C’è poi un altro aspetto che non lascia tranquilli. Si conosce da tempo l’intenzione dell’azienda di costruire uno stabilimento in Ucraina; se dovesse avvenire vanno valutate una serie di possibili conseguenze, non ultima la possibilità che lo stabilimento di Gaifana venga trasformato in un magazzino di prodotti confezionati all’estero. Ipotesi che, comunque, secondo Francesco Giannini, è poco credibile: "Anche la "Vittorio Merloni" ha costruito fabbriche all’estero e non sono accaduti cataclismi sull’occupazione nel fabrianese.

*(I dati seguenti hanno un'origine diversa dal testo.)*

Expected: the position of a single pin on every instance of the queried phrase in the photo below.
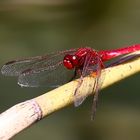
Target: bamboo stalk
(26, 113)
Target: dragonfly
(53, 69)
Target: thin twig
(25, 114)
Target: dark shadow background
(29, 28)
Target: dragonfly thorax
(70, 61)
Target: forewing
(17, 67)
(37, 71)
(52, 76)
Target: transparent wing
(34, 71)
(51, 76)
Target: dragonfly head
(70, 61)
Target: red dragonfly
(52, 69)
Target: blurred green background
(29, 28)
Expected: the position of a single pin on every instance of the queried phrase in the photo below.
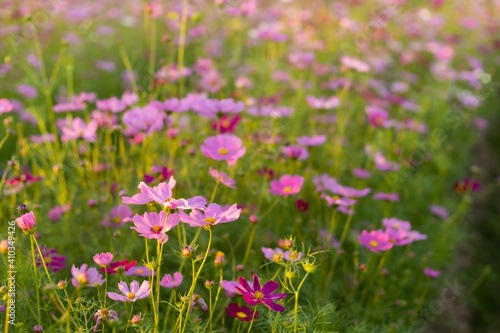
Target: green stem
(36, 282)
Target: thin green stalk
(36, 282)
(195, 278)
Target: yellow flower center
(209, 220)
(82, 278)
(241, 315)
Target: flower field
(240, 165)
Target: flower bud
(187, 251)
(26, 222)
(38, 329)
(135, 319)
(209, 284)
(220, 258)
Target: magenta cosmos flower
(154, 226)
(169, 282)
(375, 240)
(53, 260)
(376, 116)
(295, 152)
(396, 224)
(79, 129)
(162, 194)
(226, 147)
(27, 222)
(5, 106)
(140, 271)
(286, 185)
(222, 178)
(119, 266)
(104, 315)
(323, 103)
(431, 273)
(243, 313)
(260, 295)
(211, 216)
(103, 259)
(133, 294)
(146, 120)
(85, 276)
(316, 140)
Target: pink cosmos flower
(349, 191)
(295, 152)
(27, 222)
(212, 107)
(323, 103)
(117, 216)
(286, 185)
(376, 116)
(260, 295)
(211, 216)
(112, 104)
(104, 315)
(153, 225)
(386, 196)
(396, 224)
(315, 140)
(140, 271)
(225, 124)
(355, 64)
(175, 105)
(83, 277)
(69, 106)
(147, 119)
(222, 178)
(338, 201)
(47, 137)
(361, 173)
(27, 91)
(119, 266)
(53, 260)
(229, 287)
(431, 272)
(5, 106)
(79, 129)
(169, 282)
(133, 294)
(129, 98)
(159, 173)
(243, 313)
(103, 259)
(162, 194)
(375, 240)
(226, 147)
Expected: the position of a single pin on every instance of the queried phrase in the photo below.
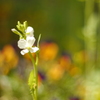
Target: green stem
(35, 77)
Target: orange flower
(55, 72)
(65, 62)
(48, 51)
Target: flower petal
(29, 31)
(30, 41)
(24, 51)
(34, 49)
(22, 43)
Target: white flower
(26, 45)
(29, 31)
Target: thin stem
(35, 77)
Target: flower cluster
(27, 39)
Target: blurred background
(69, 62)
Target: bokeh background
(69, 60)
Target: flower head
(27, 44)
(27, 39)
(29, 31)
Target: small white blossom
(27, 44)
(29, 31)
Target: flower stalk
(26, 42)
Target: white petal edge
(23, 52)
(34, 49)
(30, 31)
(30, 41)
(22, 43)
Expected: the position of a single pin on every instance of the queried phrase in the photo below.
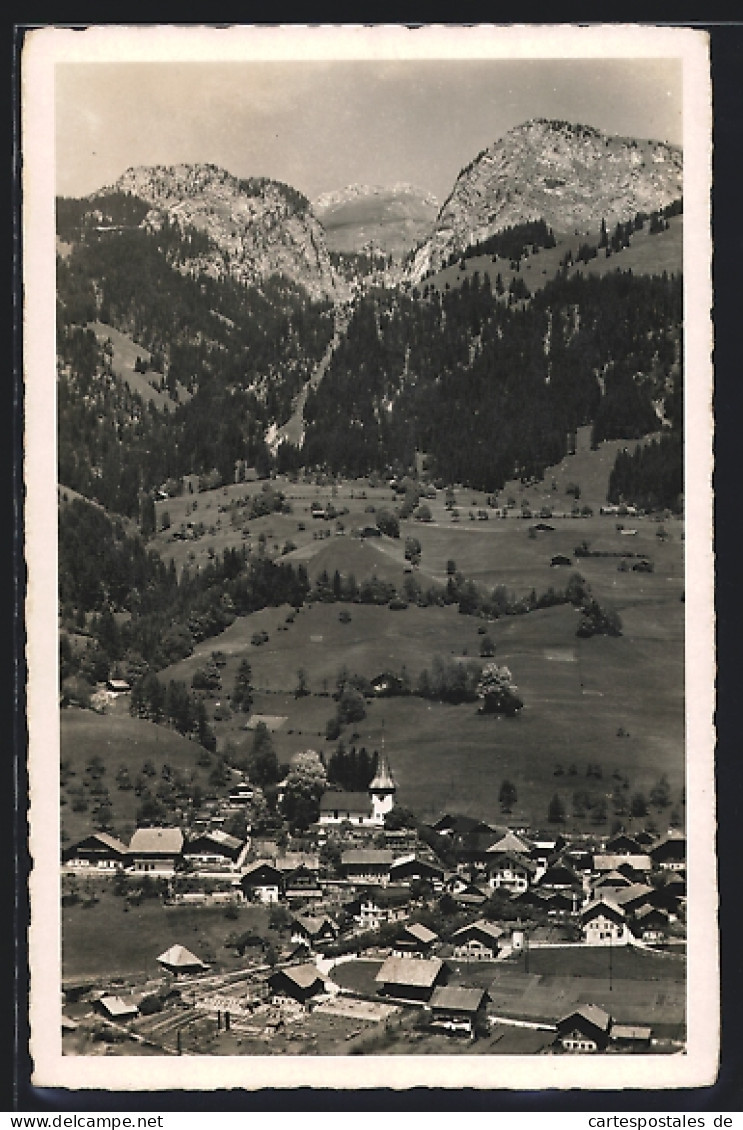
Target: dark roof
(346, 802)
(457, 998)
(410, 971)
(593, 1014)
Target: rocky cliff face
(568, 175)
(373, 217)
(258, 227)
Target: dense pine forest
(491, 387)
(229, 358)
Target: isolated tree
(497, 692)
(262, 762)
(243, 692)
(306, 782)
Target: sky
(322, 124)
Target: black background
(726, 1095)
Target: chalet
(367, 865)
(177, 959)
(464, 893)
(387, 684)
(631, 1037)
(604, 923)
(457, 826)
(116, 1008)
(262, 881)
(413, 869)
(296, 984)
(356, 808)
(670, 852)
(216, 851)
(650, 923)
(560, 878)
(412, 979)
(313, 930)
(630, 898)
(156, 850)
(623, 844)
(628, 865)
(382, 789)
(509, 871)
(457, 1009)
(379, 905)
(101, 851)
(479, 941)
(414, 939)
(302, 883)
(587, 1029)
(117, 686)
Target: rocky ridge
(568, 175)
(258, 227)
(391, 219)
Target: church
(361, 809)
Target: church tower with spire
(382, 789)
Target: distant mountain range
(374, 217)
(570, 176)
(256, 227)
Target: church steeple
(382, 789)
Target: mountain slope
(256, 227)
(389, 218)
(570, 176)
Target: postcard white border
(106, 43)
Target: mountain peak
(258, 227)
(568, 174)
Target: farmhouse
(457, 1009)
(296, 984)
(509, 871)
(178, 959)
(586, 1029)
(216, 851)
(337, 807)
(99, 851)
(410, 978)
(412, 869)
(479, 941)
(379, 905)
(116, 1008)
(670, 852)
(414, 939)
(313, 930)
(156, 850)
(367, 865)
(604, 923)
(262, 881)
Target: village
(385, 936)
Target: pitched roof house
(156, 850)
(178, 959)
(478, 941)
(262, 880)
(367, 865)
(457, 1009)
(414, 938)
(604, 923)
(411, 869)
(99, 851)
(296, 983)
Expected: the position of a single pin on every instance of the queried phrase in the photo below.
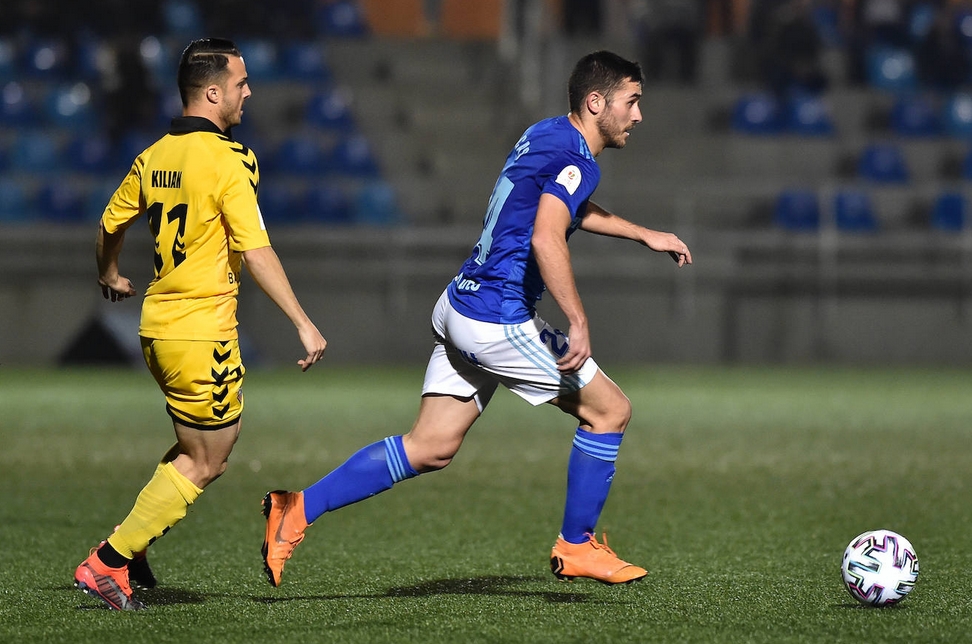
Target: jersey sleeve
(126, 203)
(572, 179)
(239, 204)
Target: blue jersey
(500, 282)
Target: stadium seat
(71, 106)
(8, 59)
(60, 200)
(853, 211)
(182, 19)
(948, 212)
(47, 59)
(808, 116)
(262, 59)
(330, 109)
(88, 152)
(891, 69)
(340, 18)
(915, 116)
(278, 203)
(375, 203)
(883, 163)
(921, 19)
(827, 20)
(15, 203)
(797, 210)
(299, 155)
(130, 146)
(16, 108)
(35, 151)
(352, 156)
(758, 113)
(98, 196)
(305, 61)
(957, 115)
(327, 204)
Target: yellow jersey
(198, 189)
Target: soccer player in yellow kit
(198, 190)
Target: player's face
(620, 116)
(235, 92)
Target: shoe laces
(601, 546)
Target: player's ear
(213, 93)
(595, 103)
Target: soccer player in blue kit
(487, 331)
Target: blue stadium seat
(130, 146)
(891, 69)
(305, 61)
(341, 18)
(883, 163)
(159, 59)
(330, 109)
(98, 196)
(35, 151)
(915, 116)
(957, 115)
(352, 156)
(948, 212)
(797, 210)
(60, 200)
(89, 152)
(182, 18)
(8, 59)
(71, 106)
(921, 19)
(328, 204)
(262, 58)
(299, 155)
(853, 211)
(375, 203)
(757, 113)
(169, 107)
(278, 203)
(15, 202)
(47, 59)
(809, 116)
(16, 108)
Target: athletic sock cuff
(398, 466)
(603, 447)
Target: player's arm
(550, 250)
(107, 250)
(264, 265)
(601, 222)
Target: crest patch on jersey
(569, 178)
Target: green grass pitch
(738, 488)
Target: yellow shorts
(202, 380)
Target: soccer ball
(880, 568)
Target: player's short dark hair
(603, 72)
(204, 62)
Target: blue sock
(589, 475)
(370, 470)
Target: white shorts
(471, 358)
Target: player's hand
(578, 350)
(314, 344)
(116, 289)
(669, 243)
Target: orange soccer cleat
(285, 530)
(593, 560)
(110, 585)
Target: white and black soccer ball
(880, 568)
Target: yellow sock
(161, 504)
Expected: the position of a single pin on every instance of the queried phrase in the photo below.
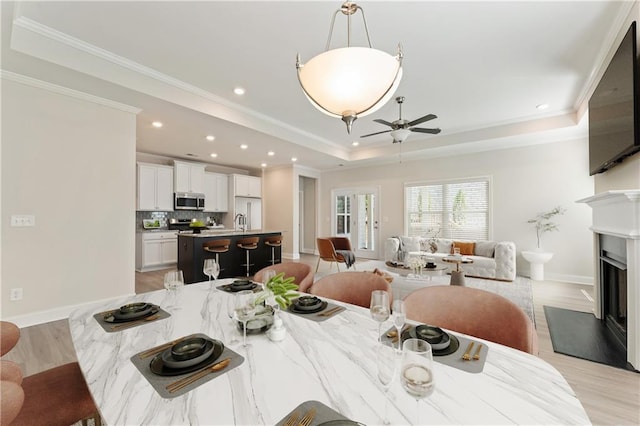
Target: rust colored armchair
(335, 249)
(58, 396)
(351, 287)
(474, 312)
(301, 271)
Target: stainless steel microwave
(188, 201)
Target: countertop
(228, 233)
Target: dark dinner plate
(321, 307)
(158, 366)
(239, 287)
(171, 361)
(307, 303)
(115, 316)
(451, 348)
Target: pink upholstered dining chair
(474, 312)
(302, 272)
(58, 396)
(351, 287)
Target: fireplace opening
(613, 285)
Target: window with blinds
(457, 209)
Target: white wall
(525, 181)
(70, 163)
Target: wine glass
(379, 307)
(399, 316)
(386, 357)
(417, 370)
(208, 267)
(231, 311)
(245, 309)
(173, 280)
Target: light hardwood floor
(610, 396)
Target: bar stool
(248, 243)
(217, 247)
(273, 242)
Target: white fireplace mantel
(617, 213)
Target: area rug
(519, 291)
(582, 335)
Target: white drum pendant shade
(350, 80)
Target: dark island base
(191, 256)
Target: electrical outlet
(16, 294)
(21, 220)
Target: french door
(355, 215)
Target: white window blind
(457, 210)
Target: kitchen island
(191, 255)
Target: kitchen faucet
(242, 221)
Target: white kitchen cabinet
(189, 177)
(216, 190)
(156, 250)
(155, 187)
(247, 186)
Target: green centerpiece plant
(543, 222)
(282, 289)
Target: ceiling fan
(401, 129)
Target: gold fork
(467, 354)
(291, 421)
(308, 417)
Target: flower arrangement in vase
(543, 223)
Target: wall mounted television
(614, 125)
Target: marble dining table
(331, 361)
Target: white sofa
(491, 259)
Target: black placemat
(159, 383)
(112, 327)
(323, 414)
(454, 359)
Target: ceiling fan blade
(377, 133)
(385, 122)
(422, 130)
(422, 119)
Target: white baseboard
(55, 314)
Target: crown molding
(308, 139)
(29, 81)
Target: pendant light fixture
(350, 82)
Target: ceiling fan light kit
(350, 82)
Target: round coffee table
(457, 276)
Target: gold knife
(476, 356)
(467, 354)
(330, 312)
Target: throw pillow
(444, 246)
(485, 248)
(466, 248)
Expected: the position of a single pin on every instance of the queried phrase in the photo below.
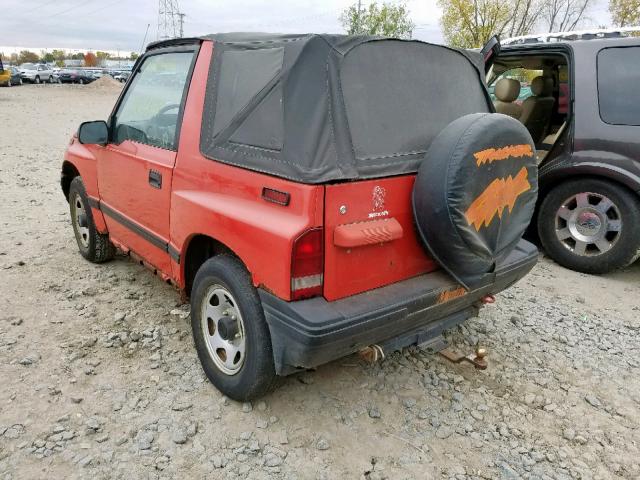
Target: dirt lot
(99, 378)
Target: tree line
(471, 23)
(58, 57)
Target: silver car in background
(36, 73)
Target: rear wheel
(229, 330)
(93, 246)
(590, 225)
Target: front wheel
(229, 330)
(590, 225)
(93, 245)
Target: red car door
(135, 168)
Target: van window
(618, 91)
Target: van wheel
(590, 225)
(229, 330)
(93, 246)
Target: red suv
(313, 194)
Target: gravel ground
(99, 377)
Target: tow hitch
(376, 353)
(478, 360)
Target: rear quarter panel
(225, 202)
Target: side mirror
(490, 51)
(95, 132)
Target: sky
(120, 25)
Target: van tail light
(307, 265)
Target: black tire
(256, 376)
(96, 247)
(475, 194)
(624, 244)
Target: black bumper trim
(311, 332)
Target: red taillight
(307, 265)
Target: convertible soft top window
(315, 108)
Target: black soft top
(317, 108)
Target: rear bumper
(312, 332)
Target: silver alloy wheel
(588, 224)
(80, 221)
(223, 329)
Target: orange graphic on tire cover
(496, 154)
(500, 194)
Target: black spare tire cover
(475, 194)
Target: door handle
(155, 179)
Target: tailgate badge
(378, 200)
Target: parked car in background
(583, 112)
(16, 77)
(76, 76)
(380, 235)
(5, 75)
(36, 73)
(122, 76)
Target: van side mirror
(95, 132)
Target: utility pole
(181, 16)
(144, 39)
(168, 12)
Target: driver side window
(151, 106)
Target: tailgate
(370, 238)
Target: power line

Trasportare a Gaifana frigoriferi costruiti all’estero avrebbe un costo per il trasporto così elevato da annullare i risparmi per il minor costo del lavoro in Ucraina".

 

A settembre, con la riapertura, riprenderà il confronto con i nuovi amministratori. A quel punto si dovrebbe conoscere in dettagli il piano di ristrutturazione e si comincerà a parlare in termini più concreti.